Don Briere, who runs a string of retail stores in the West, will give you a franchise to sell illegal products in Toronto for only $50,000. He wants to be the Tim Hortons of cannabis, and who wouldn't? Pot is cheap to grow, and the margins are beyond belief.
Good luck to Bill Blair, Justin Trudeau's new Pot Czar. The barn door is wide open and the horses are galloping off in all directions.
The medical pot people hate the retail storefront people, who are undermining their credibility. The storefront people push some incredibly potent products designed to get you more blasted than you have ever been in your entire life. The medical people want an industry that is highly regulated, quality controlled and doctor-directed. "The federal government needs to step in and tell everybody what are the freaking rules," said a spokesman for the association of legal growers .

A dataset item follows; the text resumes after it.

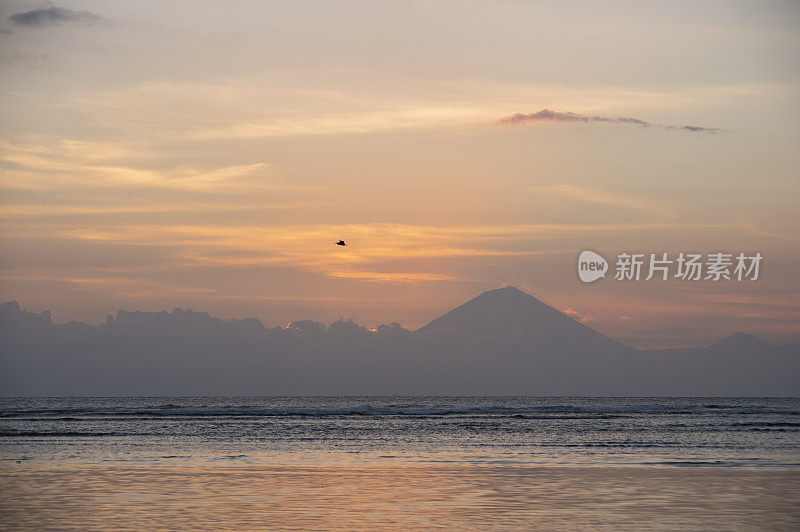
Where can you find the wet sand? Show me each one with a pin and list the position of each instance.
(359, 495)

"Patients, who are often very ill, need to buy something that's safe and is the same every time," Danial Schecter told me. Dr. Schecter is co-founder of the Cannabinoid Medical Clinic, which now has four branches and 4,150 patients. He says unregulated pot could be full of pesticides, bacteria, fungi and other nasty stuff. "You never know what the 'dispensaries' are selling," he warned.

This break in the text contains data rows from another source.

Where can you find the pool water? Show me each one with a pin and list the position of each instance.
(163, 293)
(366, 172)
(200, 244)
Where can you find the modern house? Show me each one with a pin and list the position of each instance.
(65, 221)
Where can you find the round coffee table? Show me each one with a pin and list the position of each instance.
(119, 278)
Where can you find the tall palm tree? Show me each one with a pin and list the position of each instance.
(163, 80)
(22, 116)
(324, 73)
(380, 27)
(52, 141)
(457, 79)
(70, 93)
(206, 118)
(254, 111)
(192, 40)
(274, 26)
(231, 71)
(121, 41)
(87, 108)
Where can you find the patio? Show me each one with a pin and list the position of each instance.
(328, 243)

They're also stealing potential business from the medical clinics. Millions of Canadians suffer chronic pain from conditions that cannabis could ease. Why bother going to a doctor when they can get the over-the-counter stuff just down the street?

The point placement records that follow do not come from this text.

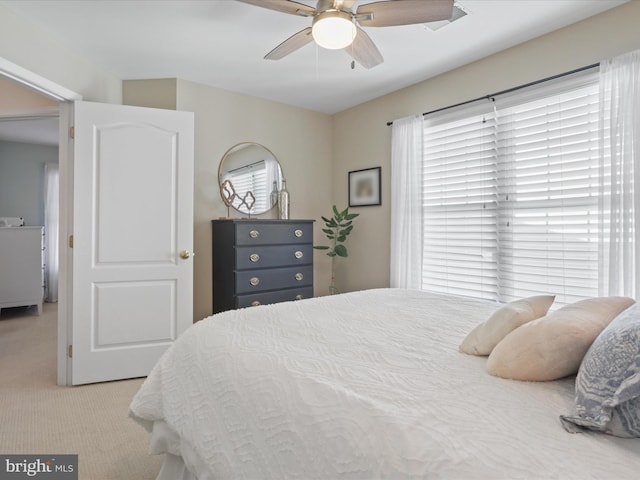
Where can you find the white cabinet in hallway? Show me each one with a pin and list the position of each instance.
(21, 267)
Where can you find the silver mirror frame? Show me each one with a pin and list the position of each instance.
(240, 160)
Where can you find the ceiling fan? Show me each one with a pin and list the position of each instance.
(337, 24)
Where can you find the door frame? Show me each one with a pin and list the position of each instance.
(66, 98)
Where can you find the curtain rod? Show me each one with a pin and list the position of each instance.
(509, 90)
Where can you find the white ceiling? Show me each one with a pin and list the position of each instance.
(222, 43)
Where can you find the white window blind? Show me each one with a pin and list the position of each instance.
(511, 196)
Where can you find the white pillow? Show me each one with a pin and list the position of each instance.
(553, 346)
(482, 339)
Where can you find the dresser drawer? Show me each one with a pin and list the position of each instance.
(265, 298)
(273, 279)
(265, 256)
(260, 233)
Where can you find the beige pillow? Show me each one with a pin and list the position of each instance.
(553, 346)
(482, 339)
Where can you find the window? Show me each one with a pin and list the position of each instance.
(511, 195)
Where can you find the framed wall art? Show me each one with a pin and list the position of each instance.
(364, 187)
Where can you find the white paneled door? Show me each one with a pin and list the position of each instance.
(132, 285)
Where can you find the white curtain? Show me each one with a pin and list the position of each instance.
(620, 154)
(51, 219)
(406, 202)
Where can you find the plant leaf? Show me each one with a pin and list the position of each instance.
(341, 251)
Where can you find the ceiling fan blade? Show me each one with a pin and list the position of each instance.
(403, 12)
(285, 6)
(290, 45)
(343, 5)
(364, 51)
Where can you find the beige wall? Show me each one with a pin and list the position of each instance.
(361, 138)
(33, 49)
(300, 139)
(316, 150)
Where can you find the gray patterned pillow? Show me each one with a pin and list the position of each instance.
(608, 382)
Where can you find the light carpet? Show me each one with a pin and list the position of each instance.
(39, 417)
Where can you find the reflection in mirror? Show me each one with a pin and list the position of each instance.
(255, 174)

Mr. Blair promises that all of this is going to get sorted out – just as soon as a federal-provincial task force is assembled to examine all the facts, new legislation is passed, a regulatory and inspection framework is put in place, and someone figures out who gets to own and operate the industry, how the prices will be set, what the taxes will be, where and how the stuff is sold, and whether there is any way to minimize the number of young people who will become dysfunctional and brain-damaged from consuming too much THC.
But hey. It's the vision that matters! And while the government sorts out the details, the industry has a vision of its own. Its vision is to develop yummy, delicious and health-giving pot products for each and every one of us. It's already working on legal edibles – cookies, candies, brownies, gummi candy, you name it. In case you can't wait, you can already get all that stuff online. You can even get your illegal pot by mail – no need to lurk around some shady dispensary. It comes vacuum-sealed, bubble-wrapped, triple-bagged and delivered to your doorstep by Canada Post.
"Don't tell me you haven't heard of Bud Buddy," one of my friends said pityingly. "You really are a bunny." Now I know. Who needs medical marijuana when there's that?